Vision Transformers operate on fixed patch grids, which can introduce phase-dependent instability for dense prediction: changing the patch partition can change the token evidence available to a pixel, especially near boundaries. We formalize patch-grid phase as a nuisance variable and propose Phase Marginalization, a post-hoc marginalization method that evaluates structured patch-grid phases, inverse-aligns dense outputs, and aggregates them in the original image coordinate system.

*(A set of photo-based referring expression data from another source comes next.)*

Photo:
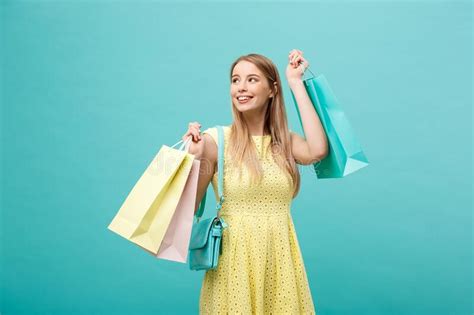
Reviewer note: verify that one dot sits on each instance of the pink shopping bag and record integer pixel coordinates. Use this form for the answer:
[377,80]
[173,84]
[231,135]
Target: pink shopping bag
[175,244]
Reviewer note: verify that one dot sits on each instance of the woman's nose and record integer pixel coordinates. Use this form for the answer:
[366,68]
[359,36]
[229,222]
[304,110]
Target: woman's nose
[242,87]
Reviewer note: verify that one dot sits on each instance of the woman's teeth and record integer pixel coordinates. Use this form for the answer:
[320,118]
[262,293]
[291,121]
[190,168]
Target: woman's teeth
[243,99]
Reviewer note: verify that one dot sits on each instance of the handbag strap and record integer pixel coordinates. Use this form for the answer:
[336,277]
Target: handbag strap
[220,175]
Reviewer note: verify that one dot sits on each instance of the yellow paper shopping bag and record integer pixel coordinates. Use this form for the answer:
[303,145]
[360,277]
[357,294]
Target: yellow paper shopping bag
[148,209]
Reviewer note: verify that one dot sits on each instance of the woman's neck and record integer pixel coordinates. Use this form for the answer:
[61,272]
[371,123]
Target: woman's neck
[256,122]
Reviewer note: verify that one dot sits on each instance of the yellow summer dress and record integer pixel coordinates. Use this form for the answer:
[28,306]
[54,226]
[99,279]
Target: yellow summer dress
[261,269]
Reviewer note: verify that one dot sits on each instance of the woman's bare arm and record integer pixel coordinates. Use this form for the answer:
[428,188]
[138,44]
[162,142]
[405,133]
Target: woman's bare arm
[204,150]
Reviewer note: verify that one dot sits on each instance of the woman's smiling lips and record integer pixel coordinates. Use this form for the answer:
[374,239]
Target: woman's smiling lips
[242,99]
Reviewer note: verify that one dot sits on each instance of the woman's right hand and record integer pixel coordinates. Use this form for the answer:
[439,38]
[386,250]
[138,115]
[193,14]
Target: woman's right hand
[194,129]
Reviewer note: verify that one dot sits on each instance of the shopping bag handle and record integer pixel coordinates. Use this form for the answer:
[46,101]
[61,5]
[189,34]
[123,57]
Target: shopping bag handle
[186,144]
[304,72]
[220,175]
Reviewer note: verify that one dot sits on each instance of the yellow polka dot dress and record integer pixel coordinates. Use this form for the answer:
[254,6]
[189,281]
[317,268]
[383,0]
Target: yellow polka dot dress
[261,269]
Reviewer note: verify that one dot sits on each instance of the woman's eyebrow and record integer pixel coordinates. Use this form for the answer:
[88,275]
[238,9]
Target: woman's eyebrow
[247,76]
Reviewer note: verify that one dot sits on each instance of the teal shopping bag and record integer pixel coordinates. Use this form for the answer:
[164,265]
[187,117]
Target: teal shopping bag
[345,154]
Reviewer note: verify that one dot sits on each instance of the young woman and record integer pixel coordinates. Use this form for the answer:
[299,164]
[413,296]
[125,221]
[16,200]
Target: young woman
[261,268]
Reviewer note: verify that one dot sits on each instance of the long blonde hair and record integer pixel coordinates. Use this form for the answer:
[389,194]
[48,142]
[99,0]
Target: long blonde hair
[241,147]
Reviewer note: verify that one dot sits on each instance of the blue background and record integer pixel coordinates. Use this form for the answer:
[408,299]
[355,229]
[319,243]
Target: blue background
[91,90]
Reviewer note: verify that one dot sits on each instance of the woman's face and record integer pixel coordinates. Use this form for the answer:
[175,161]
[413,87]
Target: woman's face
[247,80]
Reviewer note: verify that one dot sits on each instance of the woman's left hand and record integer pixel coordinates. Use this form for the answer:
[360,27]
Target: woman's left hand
[296,66]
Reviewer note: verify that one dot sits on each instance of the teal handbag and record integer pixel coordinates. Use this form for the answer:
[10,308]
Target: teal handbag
[345,154]
[205,245]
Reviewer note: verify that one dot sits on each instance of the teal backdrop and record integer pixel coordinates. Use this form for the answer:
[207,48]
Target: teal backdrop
[91,90]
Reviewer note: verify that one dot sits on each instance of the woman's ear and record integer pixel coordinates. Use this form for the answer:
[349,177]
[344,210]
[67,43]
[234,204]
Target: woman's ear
[275,89]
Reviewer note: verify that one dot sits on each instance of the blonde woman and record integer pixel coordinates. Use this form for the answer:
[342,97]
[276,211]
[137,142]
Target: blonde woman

The central variant, Uniform Phase Marginalization with K = 4, is training-free and improves over the canonical K = 1 baseline across measured segmentation, depth, and local matching settings. In a controlled Cityscapes experiment, Uniform Phase Marginalization provides a modest compute-matched advantage over generic shift-based four-forward test-time augmentation (TTA) (+0.31 mean Intersection-over-Union over the strongest tested generic row). A scaling study further shows that K = 4 is a practical cost-accuracy trade-off: K = 8 is essentially unchanged and K = 16 adds little accuracy at much higher latency. These results position patch-grid phase as a measurable nuisance variable and Phase Marginalization as a simple diagnostic and post-hoc marginalization baseline for dense ViT prediction.
Community
This is an automated message from the Librarian Bot. I found the following papers similar to this paper.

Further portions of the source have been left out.